Open projects at Niels Bohr Institute

Project 12

Main supervisor

Associate Professor Ala Trusina

Niels Bohr Institute, University of Copenhagen

Interdisciplinary co-supervisor

Clinical Professor Bjarne Winther Kristensen

Biotech Research and Innovation Centre, University of Copenhagen

 

  • https://nbi.ku.dk/english/research/biocomplexity/uni-bio-lab/
  • The group is interested in how populations of cells self-organize to achieve complex behaviours. One direction in our group is on understanding inter- and intra-cellular coordination to respond to stresses (unfolded proteins, reactive oxygen species, antibiotics, inflammation). Another direction is how complex forms and shapes emerge during the development of organs and organoids.

 

 

  • https://www.bric.ku.dk/research-groups/Research/kristensen-group/ 
  • Glioblastoma is the most frequent and malignant type of brain cancer with poor survival outcomes for most patients. Novel therapeutic targets and strategies that overcome the efficient mechanisms of resistance are urgently needed. Our aim is to identify novel targets and to understand and overcome mechanisms of resistance in the microenvironment of glioblastomas.

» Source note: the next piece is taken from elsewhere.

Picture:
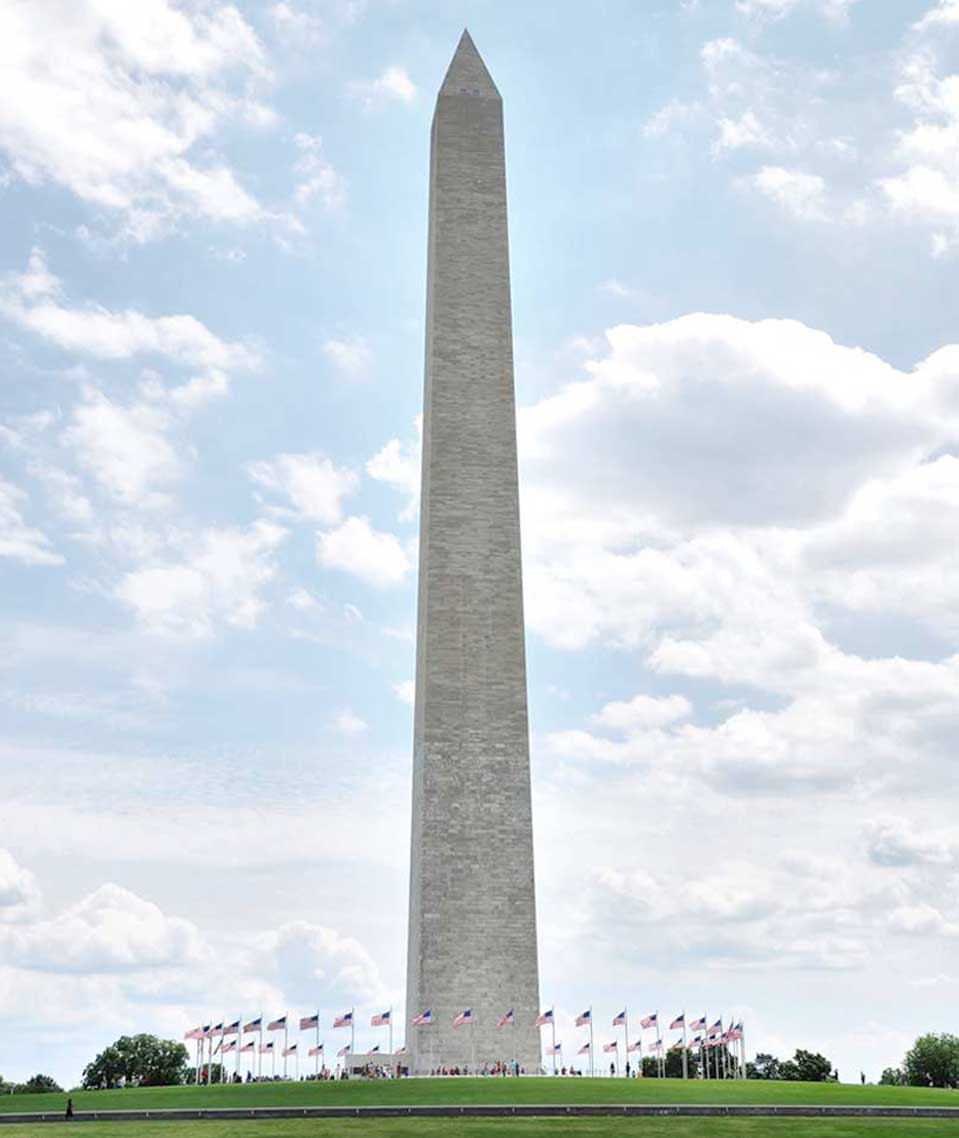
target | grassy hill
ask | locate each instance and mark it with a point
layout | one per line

This is obtained by patient tissue and model systems combined with spatial transcriptomics and bioinformatics.

 

 

  • What?
    • This PhD project aims to develop quantitative in silico models that capture the emergence of 3D morphologies in in vitro differentiating stem cells and cancer organoids. Our lab has previously developed computational approaches capable of simulating the dynamics of up to 100,000 interacting cells. These models account for a range of cellular behaviors, such as cell division, migration, differential adhesion, and cell-cell signaling. By leveraging these approaches, we have successfully simulated complex morphological transitions, including the during sea urchin and drosophila gastrulation, mammalian neurulation, the emergence of branched vascular structures, and 3D patterning during early pancreas development.
  • How?
    • The methodology we employ is based on an agent-based modeling approach that simulates both mechanical and biochemical interactions between cells. The interactions are governed by discrete, logical, or continuous rules, which can be represented by differential equations. These rules are derived from current literature or inferred from data provided by experimental collaborators. This multi-scale approach enables the modeling of intricate cell behaviors, bridging experimental observations and theoretical predictions.
  • Why?
    • This project has the potential to significantly enhance our understanding of organoid development and cancer progression. By applying our validated in silico modeling tools to organoid systems—such as gastruloids and cancer organoids—we aim to uncover the underlying mechanisms governing these processes. Ultimately, this work may inform targeted perturbations to culture conditions, such as introducing specific drugs or signaling molecules, to limit cancer invasiveness or optimize organoid development for potential use in organ replacement therapies.

 

 

Together with Kristensen lab, we aim to develop quantitative predictive models of glioblastoma progression. We envision that these models will help us to interpret observed experimental data on cell proliferation and invasion in glioblastoma organoids and patient data (spatial single cell profiling). We envision that these data-driven models will provide us with the better understanding of the drug resistance in these highly malignant cancers. We expect the PhD student in this project to be involved in both modeling and data analysis (spatial transcriptomics, image processing) with the possibility of taking on minor experimental activities.